My cousin Jeannie, who is a kindergarten teacher and also worked with autistic children for many years, sent me a very interesting article about children and play. I’m including a short section of the article and the link below. My mom (also a kindergarten teacher) and Jeannie often have conversations about the importance of play in child development. I guess I absorbed that since I’ve spent a lot of years fostering my own children’s play (as well as doing that for my classes when I was a teacher. Moreover, everything I’m reading in the Schaeffer book supports this idea of play as the best tool for learning.
However, I don’t think I’d ever read this research on self-talk and self-regulation. All of my kids have engaged in lots of self-talk during play (although generally Sophie and Mollie talk to one another and have done so since they were very little, but I think in their case that amounts to a kind of self-talk). The connection with self-regulation explains something I was quite astonished about when Brendan went to school. He was such an active and difficult toddler, but when he went to pre-school I was amazed to see that he was one of the best in the class at sitting still and listening. Even when all of the other students were out of control, he would sit staring at something, thinking. Considering this evidence about the importance of self-talk, I’d now have to conclude it was because he had spent so much time in imaginative play. As a preschooler, he constantly told stories to himself about Thomas the train, Rescue Heroes and then Legos In fact, he still tells Lego stories and has moved into making Lego movies, which are basically just filmed versions of his stories.
Here is a small part of the article with the link at the end:
“Encourage Children to Talk to Themselves: “Like adults, children spontaneously speak to themselves to guide and manage their own behavior,” Berk says. “In fact, children often use self-guiding comments recently picked up from their interactions with adults, signaling that they are beginning to apply those strategies to themselves.
“Permitting and encouraging children to be verbally active — to speak to themselves while engaged in challenging tasks — fosters concentration, effort, problem-solving, and task success.” — Alix Spiegel
….According to Berk, one reason make-believe is such a powerful tool for building self-discipline is because during make-believe, children engage in what’s called private speech: They talk to themselves about what they are going to do and how they are going to do it.

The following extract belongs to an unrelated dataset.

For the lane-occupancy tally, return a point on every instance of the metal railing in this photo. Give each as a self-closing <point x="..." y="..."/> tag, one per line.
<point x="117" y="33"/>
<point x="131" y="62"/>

“In fact, if we compare preschoolers’ activities and the amount of private speech that occurs across them, we find that this self-regulating language is highest during make-believe play,” Berk says. “And this type of self-regulating language… has been shown in many studies to be predictive of executive functions.”
And it’s not just children who use private speech to control themselves. If we look at adult use of private speech, Berk says, “we’re often using it to surmount obstacles, to master cognitive and social skills, and to manage our emotions.”
Unfortunately, the more structured the play, the more children’s private speech declines. Essentially, because children’s play is so focused on lessons and leagues, and because kids’ toys increasingly inhibit imaginative play, kids aren’t getting a chance to practice policing themselves. When they have that opportunity, says Berk, the results are clear: Self-regulation improves.”